Gendry parecia feroz quando se mostrava carrancudo. Sua barba tinha crescido, espessa e negra como sarça.

– Eu já disse, nada de fogos.

– Lommy tem fome – lamentou-se Torta Quente –, e eu também.

– Todos temos fome – Arya confirmou.

Você não tem – Lommy cuspiu no chão. – Bafo de minhoca.

Arya podia ter dado um pontapé na sua ferida.

– Eu disse que desenterrava minhocas também para você, se quisesse.

Lommy fez cara de nojo.

– Se não fosse a minha perna, caçava uns javalis para nós.

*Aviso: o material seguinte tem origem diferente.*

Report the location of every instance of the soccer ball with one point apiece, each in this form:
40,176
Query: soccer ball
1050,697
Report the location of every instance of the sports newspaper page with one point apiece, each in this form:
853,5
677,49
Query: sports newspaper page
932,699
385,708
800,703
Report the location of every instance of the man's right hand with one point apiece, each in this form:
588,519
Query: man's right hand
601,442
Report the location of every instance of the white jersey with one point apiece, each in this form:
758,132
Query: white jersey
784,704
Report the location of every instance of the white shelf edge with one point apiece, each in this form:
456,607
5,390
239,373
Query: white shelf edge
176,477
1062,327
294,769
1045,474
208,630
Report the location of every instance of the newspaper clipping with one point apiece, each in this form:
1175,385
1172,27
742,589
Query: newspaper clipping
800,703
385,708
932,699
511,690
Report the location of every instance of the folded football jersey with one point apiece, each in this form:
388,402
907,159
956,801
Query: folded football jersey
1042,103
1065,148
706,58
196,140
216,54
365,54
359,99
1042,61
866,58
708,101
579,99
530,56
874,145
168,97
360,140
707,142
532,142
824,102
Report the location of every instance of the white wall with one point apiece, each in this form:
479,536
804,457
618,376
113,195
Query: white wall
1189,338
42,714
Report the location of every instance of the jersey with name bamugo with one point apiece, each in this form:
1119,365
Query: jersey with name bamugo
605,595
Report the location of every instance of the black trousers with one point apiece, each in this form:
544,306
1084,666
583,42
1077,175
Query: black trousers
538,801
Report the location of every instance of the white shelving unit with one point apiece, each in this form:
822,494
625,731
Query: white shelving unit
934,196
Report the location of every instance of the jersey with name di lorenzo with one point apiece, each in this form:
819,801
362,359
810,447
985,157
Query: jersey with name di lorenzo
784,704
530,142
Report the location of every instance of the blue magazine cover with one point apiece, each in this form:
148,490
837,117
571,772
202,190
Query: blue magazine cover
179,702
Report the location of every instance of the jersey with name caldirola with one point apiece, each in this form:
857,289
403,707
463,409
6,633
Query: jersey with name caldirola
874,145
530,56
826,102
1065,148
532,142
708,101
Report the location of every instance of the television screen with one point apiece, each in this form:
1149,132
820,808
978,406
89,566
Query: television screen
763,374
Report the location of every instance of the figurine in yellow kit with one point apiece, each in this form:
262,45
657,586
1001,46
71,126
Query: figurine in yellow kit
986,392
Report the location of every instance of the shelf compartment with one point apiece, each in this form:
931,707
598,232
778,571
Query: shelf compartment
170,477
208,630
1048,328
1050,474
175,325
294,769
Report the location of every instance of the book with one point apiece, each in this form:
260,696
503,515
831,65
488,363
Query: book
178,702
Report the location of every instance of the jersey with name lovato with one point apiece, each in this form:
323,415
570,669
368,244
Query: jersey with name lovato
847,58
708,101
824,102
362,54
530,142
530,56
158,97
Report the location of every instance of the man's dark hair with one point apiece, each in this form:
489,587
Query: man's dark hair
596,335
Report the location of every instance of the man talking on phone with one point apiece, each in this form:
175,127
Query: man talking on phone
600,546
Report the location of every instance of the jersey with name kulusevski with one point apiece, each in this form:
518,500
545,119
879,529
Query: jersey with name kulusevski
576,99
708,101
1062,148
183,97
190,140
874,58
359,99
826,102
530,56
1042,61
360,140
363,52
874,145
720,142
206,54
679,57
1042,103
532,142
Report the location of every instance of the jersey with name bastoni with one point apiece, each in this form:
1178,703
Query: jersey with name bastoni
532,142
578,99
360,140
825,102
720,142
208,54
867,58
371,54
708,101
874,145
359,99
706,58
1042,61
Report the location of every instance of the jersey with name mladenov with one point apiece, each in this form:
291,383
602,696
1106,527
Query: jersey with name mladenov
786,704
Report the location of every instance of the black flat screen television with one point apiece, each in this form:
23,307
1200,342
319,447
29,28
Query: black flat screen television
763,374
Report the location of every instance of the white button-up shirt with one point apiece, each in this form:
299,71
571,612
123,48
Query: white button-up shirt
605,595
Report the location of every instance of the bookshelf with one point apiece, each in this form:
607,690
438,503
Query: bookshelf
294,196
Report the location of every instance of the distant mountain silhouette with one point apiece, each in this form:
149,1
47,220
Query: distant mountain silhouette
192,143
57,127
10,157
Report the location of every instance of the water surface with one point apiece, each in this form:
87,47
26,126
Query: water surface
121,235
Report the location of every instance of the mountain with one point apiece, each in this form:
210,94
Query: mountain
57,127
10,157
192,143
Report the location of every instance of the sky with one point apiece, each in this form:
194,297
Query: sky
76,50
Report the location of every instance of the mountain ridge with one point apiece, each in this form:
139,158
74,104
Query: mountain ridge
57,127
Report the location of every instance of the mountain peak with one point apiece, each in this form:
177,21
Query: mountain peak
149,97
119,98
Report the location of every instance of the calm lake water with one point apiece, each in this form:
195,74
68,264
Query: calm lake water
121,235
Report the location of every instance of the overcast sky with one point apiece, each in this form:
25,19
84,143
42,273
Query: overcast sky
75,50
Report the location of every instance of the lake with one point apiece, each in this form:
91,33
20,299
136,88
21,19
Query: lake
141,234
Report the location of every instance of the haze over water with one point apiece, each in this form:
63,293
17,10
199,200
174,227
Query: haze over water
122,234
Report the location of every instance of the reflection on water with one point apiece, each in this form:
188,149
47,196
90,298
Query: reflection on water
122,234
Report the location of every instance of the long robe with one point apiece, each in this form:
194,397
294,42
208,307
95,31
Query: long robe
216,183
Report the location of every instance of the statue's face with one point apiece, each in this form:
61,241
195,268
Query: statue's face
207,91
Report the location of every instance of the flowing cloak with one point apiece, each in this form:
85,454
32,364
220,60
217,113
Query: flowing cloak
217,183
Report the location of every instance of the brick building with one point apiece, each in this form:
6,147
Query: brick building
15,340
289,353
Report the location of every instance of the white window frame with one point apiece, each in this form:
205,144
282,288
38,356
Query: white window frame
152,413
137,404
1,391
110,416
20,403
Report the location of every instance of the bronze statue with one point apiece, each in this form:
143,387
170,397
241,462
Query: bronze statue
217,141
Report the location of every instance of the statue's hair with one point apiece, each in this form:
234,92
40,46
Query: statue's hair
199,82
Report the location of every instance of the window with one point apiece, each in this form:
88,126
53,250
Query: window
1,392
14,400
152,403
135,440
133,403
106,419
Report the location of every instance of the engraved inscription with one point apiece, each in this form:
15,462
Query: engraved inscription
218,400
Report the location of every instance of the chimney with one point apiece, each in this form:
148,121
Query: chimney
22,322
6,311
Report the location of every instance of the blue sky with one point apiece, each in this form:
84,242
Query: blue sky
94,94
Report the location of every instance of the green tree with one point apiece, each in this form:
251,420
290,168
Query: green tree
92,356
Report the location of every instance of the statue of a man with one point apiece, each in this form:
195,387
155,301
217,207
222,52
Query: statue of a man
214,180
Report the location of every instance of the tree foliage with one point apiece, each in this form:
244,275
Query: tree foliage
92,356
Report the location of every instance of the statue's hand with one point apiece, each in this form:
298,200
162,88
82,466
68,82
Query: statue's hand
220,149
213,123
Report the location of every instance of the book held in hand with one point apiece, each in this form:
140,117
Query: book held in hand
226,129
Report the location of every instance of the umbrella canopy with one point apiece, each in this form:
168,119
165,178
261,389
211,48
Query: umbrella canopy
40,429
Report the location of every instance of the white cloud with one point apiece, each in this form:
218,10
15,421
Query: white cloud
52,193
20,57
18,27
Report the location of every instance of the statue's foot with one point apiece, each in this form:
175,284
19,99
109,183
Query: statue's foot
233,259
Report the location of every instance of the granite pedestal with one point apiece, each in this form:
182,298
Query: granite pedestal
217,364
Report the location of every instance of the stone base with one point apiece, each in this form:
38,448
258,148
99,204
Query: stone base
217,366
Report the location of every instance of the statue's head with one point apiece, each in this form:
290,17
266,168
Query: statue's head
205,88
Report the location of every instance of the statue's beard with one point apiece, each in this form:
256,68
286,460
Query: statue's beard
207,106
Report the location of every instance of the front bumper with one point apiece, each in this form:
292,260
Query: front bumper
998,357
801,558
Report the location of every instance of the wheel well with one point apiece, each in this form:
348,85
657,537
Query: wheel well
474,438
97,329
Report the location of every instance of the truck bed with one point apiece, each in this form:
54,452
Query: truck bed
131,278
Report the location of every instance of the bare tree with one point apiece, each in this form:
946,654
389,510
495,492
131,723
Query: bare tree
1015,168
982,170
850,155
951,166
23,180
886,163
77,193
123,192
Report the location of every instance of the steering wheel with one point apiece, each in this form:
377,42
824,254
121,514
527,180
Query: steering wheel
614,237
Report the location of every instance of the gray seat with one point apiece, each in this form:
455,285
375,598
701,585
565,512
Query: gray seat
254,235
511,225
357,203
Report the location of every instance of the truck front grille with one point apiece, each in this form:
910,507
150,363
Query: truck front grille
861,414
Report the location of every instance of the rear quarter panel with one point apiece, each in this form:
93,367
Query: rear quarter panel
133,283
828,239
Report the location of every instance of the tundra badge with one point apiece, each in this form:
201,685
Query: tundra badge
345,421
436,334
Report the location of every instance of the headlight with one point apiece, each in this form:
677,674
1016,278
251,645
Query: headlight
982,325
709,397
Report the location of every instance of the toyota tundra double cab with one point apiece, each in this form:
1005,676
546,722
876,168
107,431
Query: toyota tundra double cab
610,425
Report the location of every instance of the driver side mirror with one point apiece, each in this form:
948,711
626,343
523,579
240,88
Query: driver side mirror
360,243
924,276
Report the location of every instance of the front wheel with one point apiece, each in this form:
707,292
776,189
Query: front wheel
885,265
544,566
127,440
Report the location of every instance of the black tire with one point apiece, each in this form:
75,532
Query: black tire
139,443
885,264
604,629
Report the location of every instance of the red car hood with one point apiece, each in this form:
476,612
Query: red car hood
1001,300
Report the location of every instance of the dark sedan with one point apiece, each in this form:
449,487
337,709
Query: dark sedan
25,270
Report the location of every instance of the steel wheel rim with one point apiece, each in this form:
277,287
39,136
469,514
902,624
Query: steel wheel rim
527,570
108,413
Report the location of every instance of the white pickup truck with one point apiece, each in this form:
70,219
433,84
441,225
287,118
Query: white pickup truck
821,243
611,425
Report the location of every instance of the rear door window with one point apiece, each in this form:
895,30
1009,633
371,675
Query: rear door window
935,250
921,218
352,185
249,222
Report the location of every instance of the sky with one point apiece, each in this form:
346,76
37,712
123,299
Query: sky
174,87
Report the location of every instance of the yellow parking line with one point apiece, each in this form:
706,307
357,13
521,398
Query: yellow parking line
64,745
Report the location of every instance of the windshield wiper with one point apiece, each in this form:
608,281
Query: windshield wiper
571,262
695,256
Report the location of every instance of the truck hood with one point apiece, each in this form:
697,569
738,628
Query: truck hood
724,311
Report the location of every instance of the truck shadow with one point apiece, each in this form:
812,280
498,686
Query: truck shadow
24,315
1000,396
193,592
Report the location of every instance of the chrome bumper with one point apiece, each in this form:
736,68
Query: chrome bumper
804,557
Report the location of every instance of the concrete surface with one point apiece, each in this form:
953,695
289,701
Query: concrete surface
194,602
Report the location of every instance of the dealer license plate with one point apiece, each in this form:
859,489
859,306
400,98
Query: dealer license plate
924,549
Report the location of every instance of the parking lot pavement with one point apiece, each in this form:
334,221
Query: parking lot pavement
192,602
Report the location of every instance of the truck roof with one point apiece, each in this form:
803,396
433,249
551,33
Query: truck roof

– Uns javalis? – ela zombou. – Para caçá-los, precisa de uma lança para javalis e de cães e cavalos e de homens para fazer o javali sair da toca – seu pai caçava javali no bosque de lobos com Robb e Jon. Uma vez até tinha levado Bran, mas Arya nunca, embora ela fosse mais velha. Septã Mordane dizia que a caça ao javali não era para senhoras, e sua mãe limitava-se a prometer que, quando fosse mais velha, poderia ter seu próprio falcão. Agora era mais velha, mas, se tivesse um falcão, iria comê-lo.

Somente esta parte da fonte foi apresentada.